Sommer Stacy, Berndt Theresa, Craig Theodore, Kumar Rajiv
Nephrology and Hypertension Research, Department of Medicine, Biochemistry and Molecular Biology, Mayo Clinic, MS 1-120, 200 First Street SW, Rochester, MN 55905, USA.
J Steroid Biochem Mol Biol. 2007 Mar;103(3-5):497-503. doi: 10.1016/j.jsbmb.2006.11.010. Epub 2007 Jan 16.

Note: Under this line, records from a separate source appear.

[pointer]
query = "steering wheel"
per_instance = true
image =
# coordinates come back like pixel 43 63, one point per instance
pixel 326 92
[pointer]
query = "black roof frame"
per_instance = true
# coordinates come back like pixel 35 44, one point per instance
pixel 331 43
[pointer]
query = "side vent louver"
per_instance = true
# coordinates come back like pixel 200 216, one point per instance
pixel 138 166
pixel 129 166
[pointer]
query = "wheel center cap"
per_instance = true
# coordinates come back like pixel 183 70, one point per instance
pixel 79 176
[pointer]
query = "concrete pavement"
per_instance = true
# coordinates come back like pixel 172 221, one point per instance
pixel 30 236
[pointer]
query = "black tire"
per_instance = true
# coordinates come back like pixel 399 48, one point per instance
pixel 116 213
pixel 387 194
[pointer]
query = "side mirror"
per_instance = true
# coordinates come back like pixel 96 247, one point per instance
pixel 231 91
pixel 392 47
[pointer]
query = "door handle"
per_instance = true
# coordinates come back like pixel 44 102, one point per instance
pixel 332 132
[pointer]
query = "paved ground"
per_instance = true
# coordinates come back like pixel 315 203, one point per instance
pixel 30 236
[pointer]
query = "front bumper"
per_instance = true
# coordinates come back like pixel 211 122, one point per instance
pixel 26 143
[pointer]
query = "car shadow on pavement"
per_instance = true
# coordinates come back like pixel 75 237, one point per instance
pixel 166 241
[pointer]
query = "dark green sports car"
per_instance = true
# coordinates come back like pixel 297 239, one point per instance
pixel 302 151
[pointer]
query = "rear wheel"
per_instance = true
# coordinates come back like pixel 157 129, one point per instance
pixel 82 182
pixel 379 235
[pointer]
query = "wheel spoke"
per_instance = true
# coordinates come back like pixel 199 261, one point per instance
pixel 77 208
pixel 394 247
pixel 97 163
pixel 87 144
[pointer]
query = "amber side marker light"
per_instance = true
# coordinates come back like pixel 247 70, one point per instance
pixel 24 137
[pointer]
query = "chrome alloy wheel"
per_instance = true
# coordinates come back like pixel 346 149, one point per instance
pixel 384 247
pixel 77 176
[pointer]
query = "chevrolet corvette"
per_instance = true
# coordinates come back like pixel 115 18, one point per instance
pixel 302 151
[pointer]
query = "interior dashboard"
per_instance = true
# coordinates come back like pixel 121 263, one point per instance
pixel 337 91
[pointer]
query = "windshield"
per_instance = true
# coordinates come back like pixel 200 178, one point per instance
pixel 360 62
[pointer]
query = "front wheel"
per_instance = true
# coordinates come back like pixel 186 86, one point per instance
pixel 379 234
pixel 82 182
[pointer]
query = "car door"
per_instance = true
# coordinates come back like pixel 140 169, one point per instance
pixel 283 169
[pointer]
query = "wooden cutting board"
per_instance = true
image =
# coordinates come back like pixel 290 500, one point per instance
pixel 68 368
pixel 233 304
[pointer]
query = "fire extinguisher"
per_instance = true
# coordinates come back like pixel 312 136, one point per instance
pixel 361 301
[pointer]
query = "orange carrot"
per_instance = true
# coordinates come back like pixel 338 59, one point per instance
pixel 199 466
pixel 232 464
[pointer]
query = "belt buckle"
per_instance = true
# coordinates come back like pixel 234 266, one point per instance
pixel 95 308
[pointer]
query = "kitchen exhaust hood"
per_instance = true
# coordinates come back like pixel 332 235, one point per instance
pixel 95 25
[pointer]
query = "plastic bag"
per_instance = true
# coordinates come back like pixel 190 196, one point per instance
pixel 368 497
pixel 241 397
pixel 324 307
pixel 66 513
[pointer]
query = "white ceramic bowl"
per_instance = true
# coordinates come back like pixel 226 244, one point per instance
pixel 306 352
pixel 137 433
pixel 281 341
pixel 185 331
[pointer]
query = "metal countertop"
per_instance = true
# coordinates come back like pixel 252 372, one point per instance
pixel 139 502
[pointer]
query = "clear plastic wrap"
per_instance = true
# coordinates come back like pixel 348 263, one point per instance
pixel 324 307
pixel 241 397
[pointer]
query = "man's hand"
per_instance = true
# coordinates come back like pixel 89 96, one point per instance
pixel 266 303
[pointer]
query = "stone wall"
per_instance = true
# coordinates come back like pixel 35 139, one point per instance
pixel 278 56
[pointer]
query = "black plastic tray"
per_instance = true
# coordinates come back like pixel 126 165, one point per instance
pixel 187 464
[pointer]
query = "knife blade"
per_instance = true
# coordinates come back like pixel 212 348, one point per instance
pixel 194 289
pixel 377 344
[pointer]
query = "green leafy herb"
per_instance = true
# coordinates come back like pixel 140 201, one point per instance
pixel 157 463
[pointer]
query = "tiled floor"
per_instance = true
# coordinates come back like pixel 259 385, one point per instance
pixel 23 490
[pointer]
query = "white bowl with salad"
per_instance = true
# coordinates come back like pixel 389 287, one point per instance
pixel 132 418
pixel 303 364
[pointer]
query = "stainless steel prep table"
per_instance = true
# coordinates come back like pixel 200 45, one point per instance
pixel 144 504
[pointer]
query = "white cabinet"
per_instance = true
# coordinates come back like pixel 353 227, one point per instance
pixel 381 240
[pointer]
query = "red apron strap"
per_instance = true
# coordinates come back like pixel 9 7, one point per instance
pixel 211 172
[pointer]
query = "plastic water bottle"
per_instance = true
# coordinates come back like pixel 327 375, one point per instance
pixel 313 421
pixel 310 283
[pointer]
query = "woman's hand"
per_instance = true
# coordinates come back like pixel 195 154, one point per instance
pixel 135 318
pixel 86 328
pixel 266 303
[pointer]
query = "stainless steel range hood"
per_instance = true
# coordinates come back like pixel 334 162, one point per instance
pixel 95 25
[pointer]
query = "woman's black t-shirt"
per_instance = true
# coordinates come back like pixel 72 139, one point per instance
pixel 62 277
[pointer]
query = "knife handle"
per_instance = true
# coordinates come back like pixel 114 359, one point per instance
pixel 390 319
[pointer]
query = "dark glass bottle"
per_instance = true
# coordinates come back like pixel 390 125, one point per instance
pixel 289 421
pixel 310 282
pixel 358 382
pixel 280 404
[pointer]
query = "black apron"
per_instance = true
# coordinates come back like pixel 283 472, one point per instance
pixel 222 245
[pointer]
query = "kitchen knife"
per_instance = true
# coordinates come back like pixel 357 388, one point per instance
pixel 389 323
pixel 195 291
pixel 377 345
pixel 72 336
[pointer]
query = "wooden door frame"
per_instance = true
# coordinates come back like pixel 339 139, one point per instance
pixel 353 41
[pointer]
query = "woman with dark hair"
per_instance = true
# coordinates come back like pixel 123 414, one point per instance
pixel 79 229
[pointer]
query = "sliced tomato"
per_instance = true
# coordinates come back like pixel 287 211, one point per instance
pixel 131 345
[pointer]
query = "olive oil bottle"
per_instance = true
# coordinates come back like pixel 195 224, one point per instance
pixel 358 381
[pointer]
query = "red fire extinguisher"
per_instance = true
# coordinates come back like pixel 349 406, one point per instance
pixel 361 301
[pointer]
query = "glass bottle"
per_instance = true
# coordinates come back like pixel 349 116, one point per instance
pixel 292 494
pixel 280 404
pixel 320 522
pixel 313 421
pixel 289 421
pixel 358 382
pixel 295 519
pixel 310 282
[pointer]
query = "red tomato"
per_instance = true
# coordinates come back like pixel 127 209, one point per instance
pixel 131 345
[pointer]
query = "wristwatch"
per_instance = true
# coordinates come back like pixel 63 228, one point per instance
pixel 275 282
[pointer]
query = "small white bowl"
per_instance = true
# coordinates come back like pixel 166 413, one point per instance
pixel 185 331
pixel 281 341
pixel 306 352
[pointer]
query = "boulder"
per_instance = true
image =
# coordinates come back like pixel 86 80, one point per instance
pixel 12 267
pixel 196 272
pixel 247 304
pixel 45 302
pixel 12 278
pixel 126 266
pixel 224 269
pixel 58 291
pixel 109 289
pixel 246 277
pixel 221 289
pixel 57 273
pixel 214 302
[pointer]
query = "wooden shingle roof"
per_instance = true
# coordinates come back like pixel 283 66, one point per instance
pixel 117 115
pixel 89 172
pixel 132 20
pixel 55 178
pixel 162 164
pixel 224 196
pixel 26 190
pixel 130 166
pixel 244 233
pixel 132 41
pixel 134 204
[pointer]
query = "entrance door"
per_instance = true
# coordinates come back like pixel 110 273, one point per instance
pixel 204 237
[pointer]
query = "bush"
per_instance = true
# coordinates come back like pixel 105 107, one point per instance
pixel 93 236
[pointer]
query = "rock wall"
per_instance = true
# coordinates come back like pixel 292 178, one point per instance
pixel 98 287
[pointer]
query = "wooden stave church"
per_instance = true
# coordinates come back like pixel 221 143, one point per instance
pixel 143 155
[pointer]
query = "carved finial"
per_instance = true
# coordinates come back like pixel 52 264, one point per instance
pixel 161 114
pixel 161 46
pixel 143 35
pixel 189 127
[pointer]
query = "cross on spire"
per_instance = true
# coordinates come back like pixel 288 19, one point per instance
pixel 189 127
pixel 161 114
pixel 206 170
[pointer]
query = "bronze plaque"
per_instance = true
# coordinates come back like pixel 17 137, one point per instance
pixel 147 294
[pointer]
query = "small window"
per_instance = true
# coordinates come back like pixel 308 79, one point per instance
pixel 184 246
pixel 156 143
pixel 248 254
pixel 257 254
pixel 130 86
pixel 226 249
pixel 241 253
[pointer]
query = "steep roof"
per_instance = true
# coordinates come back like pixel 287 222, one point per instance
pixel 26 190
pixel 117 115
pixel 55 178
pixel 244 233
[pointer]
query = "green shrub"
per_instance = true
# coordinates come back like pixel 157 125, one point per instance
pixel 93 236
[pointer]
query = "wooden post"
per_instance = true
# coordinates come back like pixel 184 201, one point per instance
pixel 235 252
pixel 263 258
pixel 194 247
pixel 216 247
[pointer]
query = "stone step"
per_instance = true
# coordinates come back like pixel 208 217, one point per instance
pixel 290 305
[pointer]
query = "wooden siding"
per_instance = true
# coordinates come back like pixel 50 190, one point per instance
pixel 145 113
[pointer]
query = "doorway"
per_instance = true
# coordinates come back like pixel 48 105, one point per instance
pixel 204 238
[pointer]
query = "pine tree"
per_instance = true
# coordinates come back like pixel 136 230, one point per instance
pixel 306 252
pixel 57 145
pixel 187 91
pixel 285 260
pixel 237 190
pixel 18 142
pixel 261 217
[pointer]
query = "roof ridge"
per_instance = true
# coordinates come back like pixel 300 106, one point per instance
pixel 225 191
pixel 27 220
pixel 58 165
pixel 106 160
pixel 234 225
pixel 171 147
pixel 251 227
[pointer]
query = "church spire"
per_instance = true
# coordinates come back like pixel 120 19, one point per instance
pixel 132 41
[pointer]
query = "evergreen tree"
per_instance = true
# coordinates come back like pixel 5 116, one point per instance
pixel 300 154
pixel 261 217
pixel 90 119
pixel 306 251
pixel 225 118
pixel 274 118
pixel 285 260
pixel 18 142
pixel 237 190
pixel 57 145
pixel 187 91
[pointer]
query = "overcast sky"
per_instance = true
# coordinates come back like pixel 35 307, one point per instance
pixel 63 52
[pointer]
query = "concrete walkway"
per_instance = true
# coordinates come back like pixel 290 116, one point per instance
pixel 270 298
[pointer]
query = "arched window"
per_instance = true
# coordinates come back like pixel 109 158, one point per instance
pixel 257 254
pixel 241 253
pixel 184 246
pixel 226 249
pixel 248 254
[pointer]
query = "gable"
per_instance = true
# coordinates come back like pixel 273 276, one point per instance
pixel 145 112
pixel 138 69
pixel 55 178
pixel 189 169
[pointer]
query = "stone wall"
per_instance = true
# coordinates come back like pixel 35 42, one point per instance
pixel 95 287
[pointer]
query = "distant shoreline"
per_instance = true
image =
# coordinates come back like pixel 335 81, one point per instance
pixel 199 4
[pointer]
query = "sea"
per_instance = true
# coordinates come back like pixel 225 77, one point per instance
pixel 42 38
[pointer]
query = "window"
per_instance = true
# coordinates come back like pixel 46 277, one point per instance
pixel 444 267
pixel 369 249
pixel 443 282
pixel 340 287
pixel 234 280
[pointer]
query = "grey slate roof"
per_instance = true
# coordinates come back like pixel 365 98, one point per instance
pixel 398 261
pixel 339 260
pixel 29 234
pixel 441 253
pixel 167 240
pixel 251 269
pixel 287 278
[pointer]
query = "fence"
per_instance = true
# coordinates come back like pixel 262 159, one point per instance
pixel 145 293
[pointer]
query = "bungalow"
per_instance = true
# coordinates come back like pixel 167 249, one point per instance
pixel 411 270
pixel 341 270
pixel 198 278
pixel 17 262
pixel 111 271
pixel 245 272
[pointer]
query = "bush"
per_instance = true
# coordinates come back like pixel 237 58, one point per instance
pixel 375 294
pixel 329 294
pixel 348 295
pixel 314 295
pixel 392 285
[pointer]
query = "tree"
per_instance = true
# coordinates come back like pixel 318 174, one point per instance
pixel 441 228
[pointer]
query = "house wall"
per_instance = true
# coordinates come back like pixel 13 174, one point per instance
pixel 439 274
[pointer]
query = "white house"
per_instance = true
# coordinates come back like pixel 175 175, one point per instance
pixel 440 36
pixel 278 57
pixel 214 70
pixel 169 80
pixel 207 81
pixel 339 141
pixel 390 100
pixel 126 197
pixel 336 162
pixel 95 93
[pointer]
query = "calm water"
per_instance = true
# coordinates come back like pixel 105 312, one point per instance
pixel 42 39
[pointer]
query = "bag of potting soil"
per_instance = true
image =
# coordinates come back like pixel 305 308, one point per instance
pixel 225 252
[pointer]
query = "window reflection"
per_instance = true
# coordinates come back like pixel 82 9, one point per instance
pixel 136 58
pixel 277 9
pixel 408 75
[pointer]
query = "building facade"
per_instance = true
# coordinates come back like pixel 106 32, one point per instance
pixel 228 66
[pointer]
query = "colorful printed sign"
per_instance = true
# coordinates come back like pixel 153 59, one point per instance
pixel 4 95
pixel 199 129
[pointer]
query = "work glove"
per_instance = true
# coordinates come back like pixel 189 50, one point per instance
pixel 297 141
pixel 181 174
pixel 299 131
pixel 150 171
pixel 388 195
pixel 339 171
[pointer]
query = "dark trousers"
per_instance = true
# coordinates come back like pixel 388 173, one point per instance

Phosphate homeostasis is preserved during variations in phosphate intake by short-term intrinsic renal and intestinal adaptations in transport processes, and by more long-term hormonal mechanisms, which regulate the efficiency of phosphate transport in the kidney and intestine. Recently, several phosphaturic peptides such as fibroblast growth factor 23 (FGF-23), secreted frizzled-related protein-4 (sFRP-4), extracellular phosphoglycoprotein (MEPE) and fibroblast growth factor 7 (FGF-7) have been shown to play a pathogenic role in several hypophosphatemic disorders such as tumor-induced osteomalacia (TIO), autosomal dominant hypophosphatemic rickets (ADHR), X-linked hypophosphatemic rickets (XLH), the McCune-Albright syndrome (MAS) and fibrous dysplasia (FD). These proteins induce phosphaturia and hypophosphatemia in vivo, and inhibit sodium-dependent renal phosphate transport in cultured renal epithelial cells. Interestingly, despite the induction of hypophosphatemia by FGF-23 and sFRP-4 in vivo, serum 1, 25-dihydroxyvitamin D (1alpha,25(OH)(2)D) concentrations are decreased or remain inappropriately normal, suggesting an inhibitory effect of these proteins on 25-hydroxyvitamin D 1alpha-hydroxylase activity. In FGF-23 knockout mice, 25-hydroxyvitamin D 1alpha-hydroxylase expression is increased and elevated serum 1alpha,25(OH)(2)D levels cause significant hypercalcemia and hyperphosphatemia. MEPE, however, increases circulating 1alpha,25(OH)(2)D. Circulating or local concentrations of these peptides/proteins may regulate 25-hydroxyvitamin D 1alpha-hydroxylase activity in renal tissues under physiologic circumstances.
通过肾脏和肠道转运过程中的短期内在适应性以及更长期的激素机制,磷摄入变化期间磷稳态得以维持,这些激素机制调节肾脏和肠道中磷转运的效率。最近,几种排磷肽,如成纤维细胞生长因子23(FGF - 23)、分泌型卷曲相关蛋白4(sFRP - 4)、细胞外磷糖蛋白(MEPE)和成纤维细胞生长因子7(FGF - 7),已被证明在几种低磷血症性疾病中起致病作用,如肿瘤诱导的骨软化症(TIO)、常染色体显性低磷血症佝偻病(ADHR)、X连锁低磷血症佝偻病(XLH)、McCune - Albright综合征(MAS)和纤维发育不良(FD)。这些蛋白在体内诱导排磷和低磷血症,并在培养的肾上皮细胞中抑制钠依赖性肾磷转运。有趣的是,尽管FGF - 23和sFRP - 4在体内诱导低磷血症,但血清1,25 - 二羟维生素D(1α,25(OH)₂D)浓度降低或仍处于不适当的正常水平,提示这些蛋白对25 - 羟维生素D 1α - 羟化酶活性有抑制作用。在FGF - 23基因敲除小鼠中,25 - 羟维生素D 1α - 羟化酶表达增加,血清1α,25(OH)₂D水平升高导致明显的高钙血症和高磷血症。然而,MEPE会增加循环中的1α,25(OH)₂D。在生理情况下,这些肽/蛋白的循环或局部浓度可能调节肾组织中25 - 羟维生素D 1α - 羟化酶的活性。